Esse palavreado
"menina, cuidado com esse palavreado!" E de tanto pedirem, cuido e cresço com ele.
Quando o repertório da gente se amplia, o nosso mundo também se expande.
Das coisas que tinha medo de sair do "Nordeste" - essa entidade que faz parte de meu imaginário, especialmente em três territórios: Paraíba, Pernambuco e Rio Grande do Norte -, uma das grandes era que meu palavreado parasse de fazer sentido assim, na convivência, no coletivo. E, aos poucos, por um apelo maior à compreensão, eu fosse largando mão de usar termos, frases, ditos que sempre me foram tão sonoros: xiringar, rebolar, chamboque, pitoco, pinote, cangapé e por aí se segue.
Um amplo e orgulhoso repertório, tecido e entranhado nas memórias e afetos de quem sou, como se cada palavra fosse também um pedaço de meu chão, uma semente de lembrança, uma recordação ancestral que, uma vez evocada, provoca tensões e fissuras no tempo, borra a geografia e faz nascer uma ilha que mistura agreste, praia, mangue e areial dos caminhos que se entrecruzam nas margens de dentro.
Pensava tanto no que podia perder, que nem imaginava o quanto podia ganhar.
No Baixo Amazonas, em Parintins (AM), tenho catado novos fluxos e sons: o meu cajá virou taperebá, a muriçoca, carapanã, o sabor do tacacá que me apresenta o tucupi, o jambu e um novo jeito da goma de mandioca se colocar no paladar.
Banzeiro que vem com embarcações tantas: rabeta, voadeira, canoas, barcos, lanchas. A luz que se faz com a poronga antes da energia elétrica chegar e que pode retornar quando ela falta. A ancestralidade de tantos povos, a força do tuchaua, o sabor do piracuí, a farinha uarini, o som das batucadas, toadas e marujadas.

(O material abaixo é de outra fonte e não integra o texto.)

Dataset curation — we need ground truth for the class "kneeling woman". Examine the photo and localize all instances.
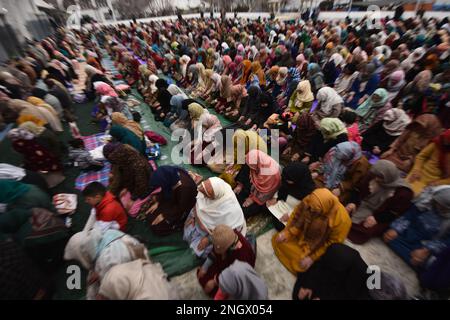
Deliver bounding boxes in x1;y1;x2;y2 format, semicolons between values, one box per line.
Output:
266;163;316;231
184;177;246;259
347;160;414;244
144;166;198;236
234;150;281;218
197;224;256;297
384;185;450;271
272;188;351;274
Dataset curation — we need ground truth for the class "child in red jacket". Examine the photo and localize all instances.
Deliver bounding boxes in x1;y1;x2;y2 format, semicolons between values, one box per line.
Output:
82;182;128;231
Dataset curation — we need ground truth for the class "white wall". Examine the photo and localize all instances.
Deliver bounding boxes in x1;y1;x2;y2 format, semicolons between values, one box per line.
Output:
318;10;450;21
94;12;271;27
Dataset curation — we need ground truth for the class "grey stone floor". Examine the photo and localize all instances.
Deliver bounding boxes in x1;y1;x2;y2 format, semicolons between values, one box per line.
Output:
170;229;420;300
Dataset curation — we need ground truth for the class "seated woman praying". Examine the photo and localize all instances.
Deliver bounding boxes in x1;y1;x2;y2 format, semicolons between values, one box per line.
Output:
215;260;268;300
97;259;176;300
234;150;281;218
143;166;198;236
64;213;148;300
314;141;370;203
266;163;316;231
361;108;411;157
406;129;450;196
384;185;450;271
184;177;246;259
347;160;413;244
197;224;256;297
272;188;351;274
292;243;408;300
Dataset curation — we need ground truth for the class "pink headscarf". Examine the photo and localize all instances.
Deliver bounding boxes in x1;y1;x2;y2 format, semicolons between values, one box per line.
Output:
223;55;232;66
234;55;243;66
245;150;281;197
94;82;118;97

Aqui, as águas e ritmos têm se encontrado de novas formas e revirado muitas das minhas certezas, construído novos portos. Curumins, cunhatãs, caboclos, ribeirinhos, suas vozes, motos, seus passarinhos, palmeiras, lendas, caminhos que perfazem e sangram. Os trovejos de Tupã, as sombras dos igarapés que ainda não provei, o sabor dos tucunarés, os manos e manas daqui, de um Brasil que se expande quando se tinge de lama, jenipapo e se anuncia de futuro.
Acendo uma vela, como vovô me ensinou, me protejo, agradeço e ilumino os passos dessa jornada.
Minha amiga, que texto bonito. Baita crônica sobre o Brasil.